WASHINGTON (AP) - The high cost of nursing home care forces many elderly patients into poverty within a few months, says a congressional survey released Sunday.
Half of the couples with one spouse in a nursing home become impoverished within six months, and 70 percent of single elderly patients reach the poverty level after only 13 weeks in a nursing home, said a report issued by the House Select Committee on Aging.


"A year in a nursing home wipes out the income of over 90 percent of the elderly living alone," said Rep. Edward Roybal, D-Los Angeles, committee chairman.
The report contains a state-by state analysis of nursing home costs compared with income. The results are pegged to income, rather than income and assets.
"With annual nursing home costs averaging over $22,000 and elderly median annual income being just over $11,500, a host of personal catastrophes are in the making," Roybal said in a statement accompanying the report. "Unless concrete action is taken quickly, all lower- and middle-income elderly and non-elderly Americans will remain at great risk of impoverishment due to the high and sustained cost of long-term care." Roybal's panel planned a hearing today to discuss the study.

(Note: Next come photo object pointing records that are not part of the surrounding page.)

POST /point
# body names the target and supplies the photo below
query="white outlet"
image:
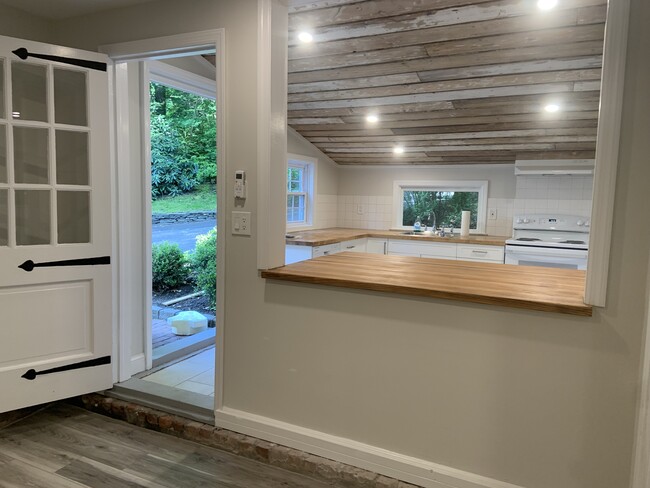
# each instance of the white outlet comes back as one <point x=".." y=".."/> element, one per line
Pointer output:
<point x="241" y="223"/>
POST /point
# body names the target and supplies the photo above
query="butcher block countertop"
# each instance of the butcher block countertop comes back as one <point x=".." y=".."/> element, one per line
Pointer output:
<point x="322" y="237"/>
<point x="534" y="288"/>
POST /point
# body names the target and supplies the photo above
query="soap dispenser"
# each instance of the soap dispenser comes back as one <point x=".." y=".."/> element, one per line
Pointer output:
<point x="417" y="226"/>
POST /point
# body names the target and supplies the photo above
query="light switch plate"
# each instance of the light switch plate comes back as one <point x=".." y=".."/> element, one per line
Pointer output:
<point x="241" y="223"/>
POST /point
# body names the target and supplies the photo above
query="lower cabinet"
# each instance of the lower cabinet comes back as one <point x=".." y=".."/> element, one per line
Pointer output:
<point x="355" y="245"/>
<point x="294" y="253"/>
<point x="486" y="254"/>
<point x="377" y="246"/>
<point x="399" y="247"/>
<point x="435" y="250"/>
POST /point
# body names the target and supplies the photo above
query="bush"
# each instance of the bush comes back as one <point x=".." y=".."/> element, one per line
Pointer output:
<point x="172" y="173"/>
<point x="204" y="265"/>
<point x="169" y="266"/>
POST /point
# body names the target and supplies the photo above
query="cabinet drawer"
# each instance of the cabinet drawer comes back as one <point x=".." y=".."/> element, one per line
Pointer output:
<point x="480" y="253"/>
<point x="424" y="249"/>
<point x="355" y="245"/>
<point x="377" y="246"/>
<point x="325" y="250"/>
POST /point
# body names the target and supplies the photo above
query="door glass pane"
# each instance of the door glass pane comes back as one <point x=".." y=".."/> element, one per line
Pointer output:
<point x="70" y="97"/>
<point x="32" y="217"/>
<point x="4" y="218"/>
<point x="30" y="155"/>
<point x="2" y="89"/>
<point x="71" y="158"/>
<point x="3" y="154"/>
<point x="73" y="216"/>
<point x="29" y="91"/>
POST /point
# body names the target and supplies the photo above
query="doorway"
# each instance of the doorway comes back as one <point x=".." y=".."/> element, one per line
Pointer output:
<point x="170" y="75"/>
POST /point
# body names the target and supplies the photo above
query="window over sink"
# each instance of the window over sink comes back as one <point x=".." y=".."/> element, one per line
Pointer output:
<point x="300" y="191"/>
<point x="440" y="203"/>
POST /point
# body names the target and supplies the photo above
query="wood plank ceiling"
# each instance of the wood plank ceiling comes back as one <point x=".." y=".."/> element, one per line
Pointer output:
<point x="452" y="81"/>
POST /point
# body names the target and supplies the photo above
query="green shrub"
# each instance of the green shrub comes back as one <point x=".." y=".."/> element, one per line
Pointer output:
<point x="204" y="265"/>
<point x="169" y="266"/>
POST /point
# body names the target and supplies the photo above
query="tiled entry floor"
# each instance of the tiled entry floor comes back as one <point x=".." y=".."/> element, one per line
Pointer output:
<point x="195" y="374"/>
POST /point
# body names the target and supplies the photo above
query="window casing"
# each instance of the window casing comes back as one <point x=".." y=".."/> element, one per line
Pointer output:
<point x="300" y="194"/>
<point x="444" y="199"/>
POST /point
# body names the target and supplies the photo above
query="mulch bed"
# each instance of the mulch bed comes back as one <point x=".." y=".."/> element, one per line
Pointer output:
<point x="200" y="304"/>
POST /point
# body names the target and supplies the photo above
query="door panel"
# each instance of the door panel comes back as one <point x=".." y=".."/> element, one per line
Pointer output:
<point x="55" y="335"/>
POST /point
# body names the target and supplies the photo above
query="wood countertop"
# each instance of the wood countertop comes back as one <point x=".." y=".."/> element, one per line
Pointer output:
<point x="527" y="287"/>
<point x="322" y="237"/>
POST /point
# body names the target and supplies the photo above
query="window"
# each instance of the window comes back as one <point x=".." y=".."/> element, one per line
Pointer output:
<point x="440" y="203"/>
<point x="300" y="178"/>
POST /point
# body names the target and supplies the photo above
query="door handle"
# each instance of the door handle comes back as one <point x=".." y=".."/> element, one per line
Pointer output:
<point x="29" y="265"/>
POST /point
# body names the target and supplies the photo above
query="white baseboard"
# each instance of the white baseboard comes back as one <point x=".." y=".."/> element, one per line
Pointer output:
<point x="382" y="461"/>
<point x="138" y="364"/>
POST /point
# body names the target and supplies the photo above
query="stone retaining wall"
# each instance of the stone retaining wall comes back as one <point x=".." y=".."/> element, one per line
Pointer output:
<point x="331" y="472"/>
<point x="159" y="218"/>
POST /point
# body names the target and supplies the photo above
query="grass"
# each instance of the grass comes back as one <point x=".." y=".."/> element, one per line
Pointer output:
<point x="204" y="198"/>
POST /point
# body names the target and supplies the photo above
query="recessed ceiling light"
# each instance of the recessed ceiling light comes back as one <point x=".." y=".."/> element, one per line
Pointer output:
<point x="546" y="4"/>
<point x="305" y="37"/>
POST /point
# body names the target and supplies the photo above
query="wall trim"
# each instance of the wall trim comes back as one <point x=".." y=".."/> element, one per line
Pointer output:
<point x="372" y="458"/>
<point x="641" y="459"/>
<point x="607" y="149"/>
<point x="169" y="46"/>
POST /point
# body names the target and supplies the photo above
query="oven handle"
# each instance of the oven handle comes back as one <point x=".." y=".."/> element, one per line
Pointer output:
<point x="538" y="251"/>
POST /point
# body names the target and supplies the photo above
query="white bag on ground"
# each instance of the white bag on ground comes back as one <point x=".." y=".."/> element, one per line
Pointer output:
<point x="187" y="323"/>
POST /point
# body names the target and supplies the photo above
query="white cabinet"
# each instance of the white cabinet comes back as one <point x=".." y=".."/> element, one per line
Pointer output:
<point x="318" y="251"/>
<point x="487" y="254"/>
<point x="294" y="253"/>
<point x="376" y="245"/>
<point x="423" y="249"/>
<point x="355" y="245"/>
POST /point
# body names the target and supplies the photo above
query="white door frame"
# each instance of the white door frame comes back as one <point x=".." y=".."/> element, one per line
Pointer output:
<point x="147" y="49"/>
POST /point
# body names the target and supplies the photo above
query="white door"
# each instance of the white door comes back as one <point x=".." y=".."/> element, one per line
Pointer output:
<point x="55" y="224"/>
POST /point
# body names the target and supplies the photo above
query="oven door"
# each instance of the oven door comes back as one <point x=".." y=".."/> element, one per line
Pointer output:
<point x="546" y="257"/>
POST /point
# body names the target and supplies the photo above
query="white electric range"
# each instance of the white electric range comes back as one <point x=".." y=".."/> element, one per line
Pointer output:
<point x="553" y="241"/>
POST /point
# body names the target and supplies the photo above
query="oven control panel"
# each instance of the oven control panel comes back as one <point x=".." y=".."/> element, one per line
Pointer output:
<point x="568" y="223"/>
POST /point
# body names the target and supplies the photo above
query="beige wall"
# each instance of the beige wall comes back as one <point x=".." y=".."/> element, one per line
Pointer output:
<point x="379" y="181"/>
<point x="328" y="171"/>
<point x="16" y="23"/>
<point x="535" y="399"/>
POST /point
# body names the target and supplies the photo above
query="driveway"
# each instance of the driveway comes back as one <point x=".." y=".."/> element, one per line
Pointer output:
<point x="182" y="233"/>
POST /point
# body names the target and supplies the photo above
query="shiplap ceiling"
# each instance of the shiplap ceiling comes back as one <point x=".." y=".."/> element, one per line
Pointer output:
<point x="452" y="81"/>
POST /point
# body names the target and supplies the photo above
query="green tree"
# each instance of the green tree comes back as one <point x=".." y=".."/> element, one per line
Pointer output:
<point x="446" y="205"/>
<point x="183" y="131"/>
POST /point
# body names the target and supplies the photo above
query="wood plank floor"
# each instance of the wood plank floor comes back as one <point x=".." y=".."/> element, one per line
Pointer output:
<point x="65" y="446"/>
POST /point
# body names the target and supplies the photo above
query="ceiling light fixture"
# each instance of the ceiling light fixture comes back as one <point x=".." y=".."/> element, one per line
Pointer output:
<point x="546" y="4"/>
<point x="305" y="37"/>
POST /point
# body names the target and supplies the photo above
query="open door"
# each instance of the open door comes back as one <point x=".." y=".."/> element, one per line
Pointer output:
<point x="55" y="224"/>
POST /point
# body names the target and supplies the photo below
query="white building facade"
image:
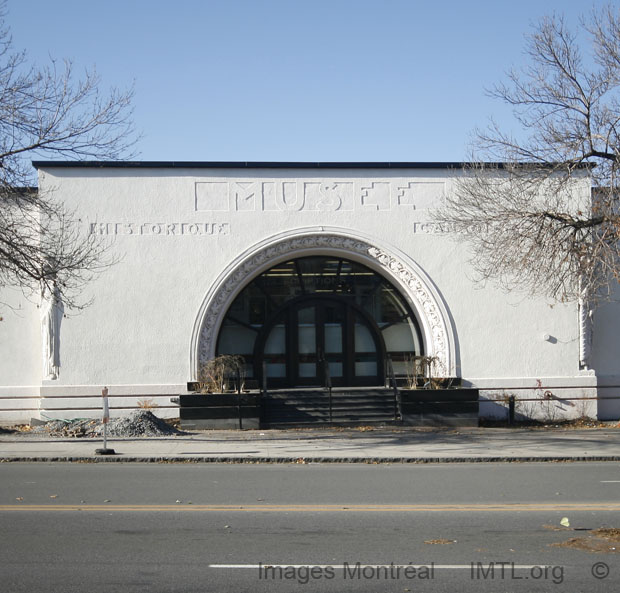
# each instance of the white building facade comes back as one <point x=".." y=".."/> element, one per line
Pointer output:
<point x="285" y="263"/>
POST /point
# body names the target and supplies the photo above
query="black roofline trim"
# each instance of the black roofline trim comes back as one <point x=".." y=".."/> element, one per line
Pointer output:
<point x="255" y="165"/>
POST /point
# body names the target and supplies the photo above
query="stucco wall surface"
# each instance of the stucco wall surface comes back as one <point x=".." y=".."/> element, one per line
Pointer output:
<point x="176" y="231"/>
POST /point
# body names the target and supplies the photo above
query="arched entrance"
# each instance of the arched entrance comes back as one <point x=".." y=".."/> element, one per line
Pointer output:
<point x="406" y="276"/>
<point x="303" y="312"/>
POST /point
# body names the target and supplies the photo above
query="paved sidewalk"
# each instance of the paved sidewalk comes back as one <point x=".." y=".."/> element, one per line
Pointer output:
<point x="383" y="445"/>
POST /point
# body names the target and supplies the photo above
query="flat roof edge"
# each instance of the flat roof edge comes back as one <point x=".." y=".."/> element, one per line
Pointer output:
<point x="261" y="165"/>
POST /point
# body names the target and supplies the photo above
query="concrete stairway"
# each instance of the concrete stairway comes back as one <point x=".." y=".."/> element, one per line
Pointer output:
<point x="310" y="406"/>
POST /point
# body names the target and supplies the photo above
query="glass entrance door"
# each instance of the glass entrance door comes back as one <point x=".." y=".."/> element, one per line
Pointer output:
<point x="321" y="336"/>
<point x="313" y="332"/>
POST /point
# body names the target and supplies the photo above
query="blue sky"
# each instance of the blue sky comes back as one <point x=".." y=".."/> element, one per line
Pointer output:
<point x="292" y="80"/>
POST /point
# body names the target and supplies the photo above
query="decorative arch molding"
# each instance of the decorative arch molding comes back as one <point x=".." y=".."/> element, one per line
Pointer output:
<point x="404" y="273"/>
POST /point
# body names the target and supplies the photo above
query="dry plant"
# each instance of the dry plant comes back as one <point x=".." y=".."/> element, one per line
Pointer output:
<point x="420" y="372"/>
<point x="214" y="374"/>
<point x="525" y="204"/>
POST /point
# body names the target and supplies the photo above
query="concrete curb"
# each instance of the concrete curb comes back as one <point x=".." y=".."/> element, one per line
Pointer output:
<point x="119" y="458"/>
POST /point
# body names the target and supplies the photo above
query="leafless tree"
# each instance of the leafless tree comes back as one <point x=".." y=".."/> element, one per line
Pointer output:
<point x="48" y="113"/>
<point x="519" y="204"/>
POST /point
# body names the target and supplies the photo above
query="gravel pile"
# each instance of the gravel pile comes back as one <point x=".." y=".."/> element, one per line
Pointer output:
<point x="139" y="423"/>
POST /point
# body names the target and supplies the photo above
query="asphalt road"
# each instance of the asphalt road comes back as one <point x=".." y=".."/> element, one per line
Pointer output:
<point x="184" y="527"/>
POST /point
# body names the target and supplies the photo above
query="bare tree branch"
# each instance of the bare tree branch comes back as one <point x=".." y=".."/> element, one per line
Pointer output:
<point x="45" y="113"/>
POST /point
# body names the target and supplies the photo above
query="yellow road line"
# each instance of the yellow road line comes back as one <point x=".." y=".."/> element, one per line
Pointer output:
<point x="318" y="508"/>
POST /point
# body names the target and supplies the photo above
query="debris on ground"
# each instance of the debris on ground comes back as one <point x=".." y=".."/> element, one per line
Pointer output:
<point x="604" y="540"/>
<point x="139" y="423"/>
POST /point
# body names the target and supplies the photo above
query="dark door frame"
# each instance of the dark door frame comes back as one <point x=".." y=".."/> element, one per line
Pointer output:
<point x="288" y="314"/>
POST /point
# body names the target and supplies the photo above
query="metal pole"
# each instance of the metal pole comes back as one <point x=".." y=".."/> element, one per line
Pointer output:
<point x="105" y="419"/>
<point x="511" y="410"/>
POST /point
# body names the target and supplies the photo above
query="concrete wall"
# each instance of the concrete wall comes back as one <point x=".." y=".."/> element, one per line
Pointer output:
<point x="176" y="230"/>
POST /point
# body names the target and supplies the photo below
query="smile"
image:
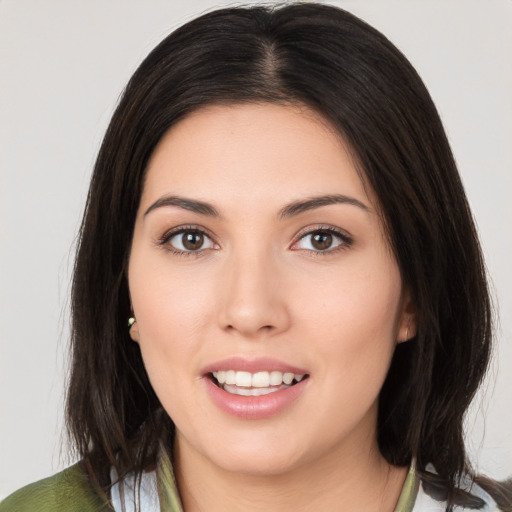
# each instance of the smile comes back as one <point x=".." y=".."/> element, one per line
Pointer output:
<point x="244" y="383"/>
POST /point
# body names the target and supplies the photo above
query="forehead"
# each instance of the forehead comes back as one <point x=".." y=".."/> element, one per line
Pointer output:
<point x="254" y="152"/>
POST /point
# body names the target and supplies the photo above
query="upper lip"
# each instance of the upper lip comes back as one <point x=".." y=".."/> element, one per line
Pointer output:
<point x="260" y="364"/>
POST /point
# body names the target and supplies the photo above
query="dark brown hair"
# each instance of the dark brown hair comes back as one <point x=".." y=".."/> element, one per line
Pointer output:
<point x="333" y="62"/>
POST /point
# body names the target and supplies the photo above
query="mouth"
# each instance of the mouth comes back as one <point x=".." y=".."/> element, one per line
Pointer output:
<point x="260" y="383"/>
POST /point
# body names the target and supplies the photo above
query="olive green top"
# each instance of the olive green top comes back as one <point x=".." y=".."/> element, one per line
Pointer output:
<point x="71" y="491"/>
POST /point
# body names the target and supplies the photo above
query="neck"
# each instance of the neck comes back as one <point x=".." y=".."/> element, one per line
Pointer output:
<point x="349" y="481"/>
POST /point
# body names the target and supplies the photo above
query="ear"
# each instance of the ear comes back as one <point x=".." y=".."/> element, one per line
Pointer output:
<point x="133" y="329"/>
<point x="408" y="327"/>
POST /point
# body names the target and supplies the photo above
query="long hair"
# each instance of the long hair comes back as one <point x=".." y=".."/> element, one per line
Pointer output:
<point x="336" y="64"/>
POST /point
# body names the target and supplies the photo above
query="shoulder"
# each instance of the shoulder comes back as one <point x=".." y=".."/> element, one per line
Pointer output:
<point x="69" y="491"/>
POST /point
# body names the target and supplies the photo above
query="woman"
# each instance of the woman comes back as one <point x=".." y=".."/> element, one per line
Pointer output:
<point x="279" y="300"/>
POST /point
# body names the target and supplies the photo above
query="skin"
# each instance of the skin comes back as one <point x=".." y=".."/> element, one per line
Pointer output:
<point x="260" y="288"/>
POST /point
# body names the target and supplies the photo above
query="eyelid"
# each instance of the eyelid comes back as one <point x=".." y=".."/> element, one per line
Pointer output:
<point x="346" y="239"/>
<point x="177" y="230"/>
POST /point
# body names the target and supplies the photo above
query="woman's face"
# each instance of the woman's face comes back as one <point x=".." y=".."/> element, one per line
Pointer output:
<point x="267" y="300"/>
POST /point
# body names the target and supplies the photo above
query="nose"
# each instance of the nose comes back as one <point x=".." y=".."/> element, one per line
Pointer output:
<point x="253" y="299"/>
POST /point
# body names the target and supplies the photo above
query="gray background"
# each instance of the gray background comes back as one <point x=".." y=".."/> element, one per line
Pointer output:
<point x="63" y="65"/>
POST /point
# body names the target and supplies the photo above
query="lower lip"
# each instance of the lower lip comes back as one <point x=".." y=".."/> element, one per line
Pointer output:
<point x="254" y="407"/>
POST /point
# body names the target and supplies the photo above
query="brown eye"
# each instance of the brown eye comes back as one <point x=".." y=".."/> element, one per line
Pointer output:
<point x="190" y="240"/>
<point x="321" y="241"/>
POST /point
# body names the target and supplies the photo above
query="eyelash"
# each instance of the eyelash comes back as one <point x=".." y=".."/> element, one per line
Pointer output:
<point x="169" y="235"/>
<point x="345" y="240"/>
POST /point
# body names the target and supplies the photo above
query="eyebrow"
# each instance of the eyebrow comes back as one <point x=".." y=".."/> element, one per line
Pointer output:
<point x="192" y="205"/>
<point x="304" y="205"/>
<point x="290" y="210"/>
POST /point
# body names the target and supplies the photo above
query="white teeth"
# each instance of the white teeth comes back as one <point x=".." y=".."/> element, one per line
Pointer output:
<point x="230" y="377"/>
<point x="243" y="379"/>
<point x="261" y="380"/>
<point x="288" y="378"/>
<point x="276" y="378"/>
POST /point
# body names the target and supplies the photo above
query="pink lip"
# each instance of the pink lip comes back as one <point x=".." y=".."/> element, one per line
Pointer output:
<point x="253" y="407"/>
<point x="261" y="364"/>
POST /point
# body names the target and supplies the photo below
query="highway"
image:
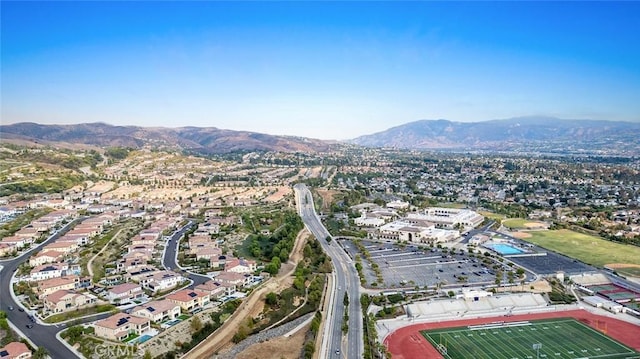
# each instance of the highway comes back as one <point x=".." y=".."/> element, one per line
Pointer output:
<point x="334" y="344"/>
<point x="45" y="334"/>
<point x="170" y="258"/>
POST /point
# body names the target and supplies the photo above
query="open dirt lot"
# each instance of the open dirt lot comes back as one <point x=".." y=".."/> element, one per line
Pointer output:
<point x="252" y="306"/>
<point x="282" y="347"/>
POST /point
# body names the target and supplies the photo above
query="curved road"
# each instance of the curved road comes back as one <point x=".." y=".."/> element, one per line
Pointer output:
<point x="170" y="257"/>
<point x="44" y="335"/>
<point x="346" y="281"/>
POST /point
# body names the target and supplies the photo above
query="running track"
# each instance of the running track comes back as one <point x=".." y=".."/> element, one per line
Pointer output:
<point x="408" y="343"/>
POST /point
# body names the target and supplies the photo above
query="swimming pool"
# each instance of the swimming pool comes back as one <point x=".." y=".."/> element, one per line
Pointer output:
<point x="140" y="339"/>
<point x="505" y="249"/>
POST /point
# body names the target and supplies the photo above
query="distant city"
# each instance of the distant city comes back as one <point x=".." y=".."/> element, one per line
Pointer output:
<point x="150" y="247"/>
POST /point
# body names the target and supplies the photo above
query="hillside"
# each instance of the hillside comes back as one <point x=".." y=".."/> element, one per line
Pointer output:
<point x="198" y="139"/>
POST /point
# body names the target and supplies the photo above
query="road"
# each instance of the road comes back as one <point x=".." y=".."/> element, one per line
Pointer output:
<point x="346" y="281"/>
<point x="45" y="334"/>
<point x="41" y="334"/>
<point x="170" y="258"/>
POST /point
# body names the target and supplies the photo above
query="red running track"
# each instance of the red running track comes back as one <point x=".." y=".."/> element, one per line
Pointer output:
<point x="408" y="343"/>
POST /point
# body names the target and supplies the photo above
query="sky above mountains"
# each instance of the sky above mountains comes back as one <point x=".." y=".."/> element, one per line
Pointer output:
<point x="328" y="70"/>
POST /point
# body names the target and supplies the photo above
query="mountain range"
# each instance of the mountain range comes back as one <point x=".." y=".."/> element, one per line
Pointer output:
<point x="196" y="139"/>
<point x="522" y="134"/>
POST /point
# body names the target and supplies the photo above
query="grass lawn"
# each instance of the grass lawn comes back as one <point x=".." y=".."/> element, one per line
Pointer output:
<point x="588" y="249"/>
<point x="516" y="223"/>
<point x="563" y="338"/>
<point x="629" y="271"/>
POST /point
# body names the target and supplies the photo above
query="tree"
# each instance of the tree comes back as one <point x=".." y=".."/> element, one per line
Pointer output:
<point x="40" y="353"/>
<point x="196" y="324"/>
<point x="271" y="298"/>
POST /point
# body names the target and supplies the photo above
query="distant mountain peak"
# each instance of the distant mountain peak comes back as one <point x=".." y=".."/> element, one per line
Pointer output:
<point x="199" y="139"/>
<point x="527" y="133"/>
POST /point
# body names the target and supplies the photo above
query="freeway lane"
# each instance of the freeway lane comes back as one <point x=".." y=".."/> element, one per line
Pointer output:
<point x="346" y="281"/>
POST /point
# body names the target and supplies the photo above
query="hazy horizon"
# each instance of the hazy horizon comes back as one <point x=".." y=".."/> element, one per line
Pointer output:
<point x="327" y="70"/>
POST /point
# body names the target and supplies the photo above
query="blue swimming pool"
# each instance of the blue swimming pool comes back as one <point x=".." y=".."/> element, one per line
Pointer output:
<point x="505" y="249"/>
<point x="141" y="339"/>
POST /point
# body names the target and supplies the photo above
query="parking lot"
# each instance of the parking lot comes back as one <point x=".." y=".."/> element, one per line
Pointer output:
<point x="410" y="266"/>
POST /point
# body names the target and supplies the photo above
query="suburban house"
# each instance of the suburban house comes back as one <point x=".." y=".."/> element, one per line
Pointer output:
<point x="236" y="279"/>
<point x="240" y="265"/>
<point x="124" y="293"/>
<point x="189" y="300"/>
<point x="52" y="270"/>
<point x="158" y="310"/>
<point x="53" y="285"/>
<point x="65" y="247"/>
<point x="118" y="326"/>
<point x="45" y="257"/>
<point x="63" y="300"/>
<point x="216" y="289"/>
<point x="15" y="350"/>
<point x="162" y="280"/>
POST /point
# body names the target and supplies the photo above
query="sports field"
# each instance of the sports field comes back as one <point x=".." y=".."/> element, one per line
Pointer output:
<point x="588" y="249"/>
<point x="562" y="338"/>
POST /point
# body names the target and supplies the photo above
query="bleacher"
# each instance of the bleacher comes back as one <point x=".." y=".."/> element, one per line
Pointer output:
<point x="439" y="309"/>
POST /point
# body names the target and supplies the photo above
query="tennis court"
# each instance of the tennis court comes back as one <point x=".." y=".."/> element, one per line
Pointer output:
<point x="563" y="338"/>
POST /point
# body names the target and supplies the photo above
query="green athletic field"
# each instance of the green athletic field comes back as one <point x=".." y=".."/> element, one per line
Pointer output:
<point x="563" y="338"/>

Catastrophic-health legislation that has passed both the House and Senate awaits conference committee resolution of differences in the two bills, but neither provides substantial additional long-term care benefits for the nation's 32 million Medicare beneficiaries.

The report says Medicare, the government program that provides health care for the (elderly regardless of income, covers less than 2 percent of long-term nursing home care. Medicaid, the government health program for the poor, pays about 40 percent of all nursing home care in America.